After a lack of interest from developers the first time around, Solana Beach and the North County Transit District are aiming to develop the train station property with an expanded plan.
In an unanimous vote, the City Council on Nov. 19 supported the district in reissuing a request for proposals to convert the Solana Beach Transit Center and some of the adjacent surface parking at Lomas Santa Fe Drive and North Cedros Avenue into offices, a restaurant and an underground parking structure.
“It really gives the developer an opportunity to make better use of the site, while saving some space at the northern end for future development and parking, if needed,” said Councilman Mike Nichols. “I’m encouraged to see this move forward with a much broader footprint for development.”
Although a request for proposals was issued earlier this year to develop the train station and the vacant 1.2-acre corner lot, only two were submitted, and one was received after the May deadline. NCTD returned both proposals unopened after determining “that one proposal was not sufficient to determine the best use of the site,” explained City Manager David Ott.
Since then, city staff, NCTD staff and council liaisons Nichols and Lesa Heebner have determined the lack of interest was partly because the site was too small and constrained to build an adequate, financially viable development, Ott said. In addition, a requirement to build and finance 75 underground transit parking spaces and an underground structure to support the development also created financing challenges.
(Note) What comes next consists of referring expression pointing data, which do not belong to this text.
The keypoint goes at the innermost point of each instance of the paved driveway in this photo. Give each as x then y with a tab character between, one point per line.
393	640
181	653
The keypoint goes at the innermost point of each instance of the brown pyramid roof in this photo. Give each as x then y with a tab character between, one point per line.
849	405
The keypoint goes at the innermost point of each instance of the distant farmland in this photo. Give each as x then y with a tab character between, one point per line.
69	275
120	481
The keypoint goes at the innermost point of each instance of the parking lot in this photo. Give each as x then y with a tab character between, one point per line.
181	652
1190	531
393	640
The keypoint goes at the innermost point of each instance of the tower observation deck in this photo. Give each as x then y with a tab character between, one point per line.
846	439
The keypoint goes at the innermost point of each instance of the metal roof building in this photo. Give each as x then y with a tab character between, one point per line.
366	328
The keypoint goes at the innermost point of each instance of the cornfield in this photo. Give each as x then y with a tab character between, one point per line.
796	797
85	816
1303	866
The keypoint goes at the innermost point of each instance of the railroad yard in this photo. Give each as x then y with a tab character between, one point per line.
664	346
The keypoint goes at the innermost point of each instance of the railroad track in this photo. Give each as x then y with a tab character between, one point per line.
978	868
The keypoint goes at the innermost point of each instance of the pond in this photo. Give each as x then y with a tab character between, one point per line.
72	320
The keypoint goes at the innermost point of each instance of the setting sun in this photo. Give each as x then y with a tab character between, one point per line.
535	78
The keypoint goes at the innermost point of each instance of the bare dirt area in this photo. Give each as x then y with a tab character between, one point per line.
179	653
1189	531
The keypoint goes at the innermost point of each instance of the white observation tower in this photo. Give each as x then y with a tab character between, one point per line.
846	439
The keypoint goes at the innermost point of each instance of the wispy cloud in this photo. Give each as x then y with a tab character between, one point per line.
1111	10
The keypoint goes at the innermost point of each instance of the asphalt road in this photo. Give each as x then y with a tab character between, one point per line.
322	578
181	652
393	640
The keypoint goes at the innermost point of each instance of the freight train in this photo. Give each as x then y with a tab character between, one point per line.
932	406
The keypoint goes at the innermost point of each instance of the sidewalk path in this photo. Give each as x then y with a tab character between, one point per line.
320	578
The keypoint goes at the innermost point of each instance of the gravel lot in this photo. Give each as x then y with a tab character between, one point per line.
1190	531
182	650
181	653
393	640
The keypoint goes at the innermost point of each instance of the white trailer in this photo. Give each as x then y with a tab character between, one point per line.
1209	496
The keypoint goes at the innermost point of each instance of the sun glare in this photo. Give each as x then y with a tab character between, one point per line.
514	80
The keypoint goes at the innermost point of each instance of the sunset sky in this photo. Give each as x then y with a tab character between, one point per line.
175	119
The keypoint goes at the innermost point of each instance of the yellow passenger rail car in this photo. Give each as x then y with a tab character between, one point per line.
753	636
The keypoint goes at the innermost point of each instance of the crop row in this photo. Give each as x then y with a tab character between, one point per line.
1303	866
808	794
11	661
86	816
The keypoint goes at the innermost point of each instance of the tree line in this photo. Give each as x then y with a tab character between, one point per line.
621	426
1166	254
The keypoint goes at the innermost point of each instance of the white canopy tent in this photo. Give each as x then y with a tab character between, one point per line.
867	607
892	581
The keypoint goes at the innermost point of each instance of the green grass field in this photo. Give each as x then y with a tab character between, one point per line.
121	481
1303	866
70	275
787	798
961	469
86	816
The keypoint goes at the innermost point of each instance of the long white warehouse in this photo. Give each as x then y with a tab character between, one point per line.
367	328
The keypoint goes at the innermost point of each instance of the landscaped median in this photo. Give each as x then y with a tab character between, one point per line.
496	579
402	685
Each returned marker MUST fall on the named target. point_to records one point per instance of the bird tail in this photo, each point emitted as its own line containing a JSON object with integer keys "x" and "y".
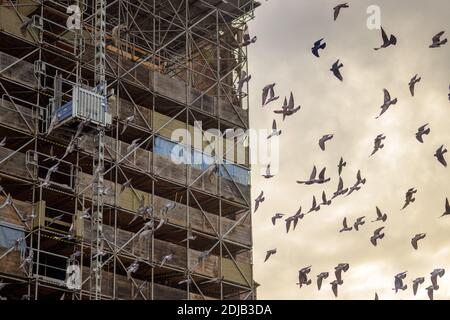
{"x": 393, "y": 40}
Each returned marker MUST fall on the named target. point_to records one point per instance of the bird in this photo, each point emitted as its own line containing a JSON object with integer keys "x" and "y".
{"x": 50, "y": 171}
{"x": 166, "y": 259}
{"x": 437, "y": 42}
{"x": 325, "y": 202}
{"x": 268, "y": 175}
{"x": 288, "y": 221}
{"x": 322, "y": 178}
{"x": 269, "y": 253}
{"x": 187, "y": 281}
{"x": 416, "y": 238}
{"x": 434, "y": 275}
{"x": 387, "y": 41}
{"x": 269, "y": 92}
{"x": 274, "y": 132}
{"x": 190, "y": 236}
{"x": 203, "y": 255}
{"x": 341, "y": 267}
{"x": 398, "y": 282}
{"x": 276, "y": 216}
{"x": 416, "y": 283}
{"x": 359, "y": 222}
{"x": 388, "y": 101}
{"x": 340, "y": 189}
{"x": 380, "y": 216}
{"x": 295, "y": 218}
{"x": 288, "y": 109}
{"x": 409, "y": 198}
{"x": 320, "y": 277}
{"x": 334, "y": 287}
{"x": 356, "y": 186}
{"x": 127, "y": 121}
{"x": 412, "y": 84}
{"x": 317, "y": 46}
{"x": 439, "y": 154}
{"x": 341, "y": 165}
{"x": 125, "y": 185}
{"x": 345, "y": 226}
{"x": 335, "y": 69}
{"x": 423, "y": 130}
{"x": 25, "y": 25}
{"x": 338, "y": 8}
{"x": 258, "y": 200}
{"x": 312, "y": 177}
{"x": 377, "y": 235}
{"x": 244, "y": 78}
{"x": 303, "y": 276}
{"x": 132, "y": 268}
{"x": 147, "y": 230}
{"x": 324, "y": 139}
{"x": 447, "y": 208}
{"x": 298, "y": 216}
{"x": 247, "y": 40}
{"x": 430, "y": 290}
{"x": 170, "y": 205}
{"x": 7, "y": 202}
{"x": 378, "y": 143}
{"x": 52, "y": 156}
{"x": 133, "y": 146}
{"x": 314, "y": 206}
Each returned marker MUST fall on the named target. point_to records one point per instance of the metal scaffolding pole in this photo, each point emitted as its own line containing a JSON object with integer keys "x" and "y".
{"x": 98, "y": 165}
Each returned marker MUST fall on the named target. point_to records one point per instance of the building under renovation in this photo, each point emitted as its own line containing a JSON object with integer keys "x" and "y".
{"x": 92, "y": 203}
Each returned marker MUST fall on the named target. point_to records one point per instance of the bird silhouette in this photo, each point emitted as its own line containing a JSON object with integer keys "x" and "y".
{"x": 387, "y": 41}
{"x": 337, "y": 9}
{"x": 317, "y": 46}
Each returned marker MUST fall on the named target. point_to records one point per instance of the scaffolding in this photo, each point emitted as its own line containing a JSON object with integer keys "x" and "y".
{"x": 91, "y": 205}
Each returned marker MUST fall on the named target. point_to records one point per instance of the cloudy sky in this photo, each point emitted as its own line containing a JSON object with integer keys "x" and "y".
{"x": 286, "y": 30}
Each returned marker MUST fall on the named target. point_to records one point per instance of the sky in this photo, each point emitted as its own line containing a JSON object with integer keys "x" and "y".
{"x": 286, "y": 31}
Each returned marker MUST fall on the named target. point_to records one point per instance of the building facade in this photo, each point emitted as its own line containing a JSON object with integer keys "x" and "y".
{"x": 94, "y": 96}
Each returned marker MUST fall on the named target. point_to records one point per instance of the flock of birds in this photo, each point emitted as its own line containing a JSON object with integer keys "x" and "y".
{"x": 289, "y": 109}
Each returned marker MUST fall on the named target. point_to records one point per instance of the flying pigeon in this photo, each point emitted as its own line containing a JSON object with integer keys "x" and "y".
{"x": 335, "y": 69}
{"x": 439, "y": 154}
{"x": 387, "y": 102}
{"x": 387, "y": 41}
{"x": 412, "y": 84}
{"x": 317, "y": 46}
{"x": 437, "y": 42}
{"x": 377, "y": 235}
{"x": 416, "y": 238}
{"x": 423, "y": 130}
{"x": 338, "y": 8}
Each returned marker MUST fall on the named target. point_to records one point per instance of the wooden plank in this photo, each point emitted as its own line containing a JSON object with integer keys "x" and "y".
{"x": 22, "y": 71}
{"x": 9, "y": 215}
{"x": 15, "y": 165}
{"x": 12, "y": 117}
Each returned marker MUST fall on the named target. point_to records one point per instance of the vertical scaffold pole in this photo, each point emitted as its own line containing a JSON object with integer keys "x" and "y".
{"x": 98, "y": 162}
“It’s very well designed, and something that the community has already embraced,” Heebner said.
In accordance with the initial request, the station will be repurposed, rather than demolished, for use as a restaurant, retail space or transit-oriented shop. Ticket sales and other train services will be relocated to the train track level. According to the new request, however, the project will be phased and include the same area plus about one-third of the parking lot north of the station.
NCTD will fund part of an underground parking structure during phase one, which now comprises about 2.6 acres. Although the 300-space facility is intended for transit users and the greater public, the city could help cover some of the costs so employees from nearby businesses could also use it.
Ott noted that the city has held a series of workshops with business and property owners and other community members over the past year regarding possible parking solutions for Coast Highway 101 and the Cedros Design District.
“We felt that this might be a great opportunity to address some of those issues,” he said.
The train station site has been a point of contention in the past. After seven years in the works, the council in late 2008 determined that a controversial $72 million mixed-use project called Cedros Crossing was incompatible with the city’s general plan.
“This has been a great work in process,” said NCTD Executive Director Matthew Tucker. “Understanding the history of the project really teaches the importance of us working together to achieve a project outcome that meets the vision of the city as well as our transportation needs.”
“It’s a project where we get a chance to collaborate” with NCTD, added Solana Beach resident Gary Martin. “They’re interested in protecting the community’s character (and) they’re interested in protecting the neighborhood, at the same time, trying to accomplish their goals that won’t have those negative impacts. That’s a big switch from where we were in 2007, when NCTD had a completely different attitude about what was good for anybody else but themselves.”
Officials expect to release the request for proposals Dec. 1, with a Feb. 27 deadline. The NCTD board of directors could approve an agreement at its Oct. 15, 2015 meeting.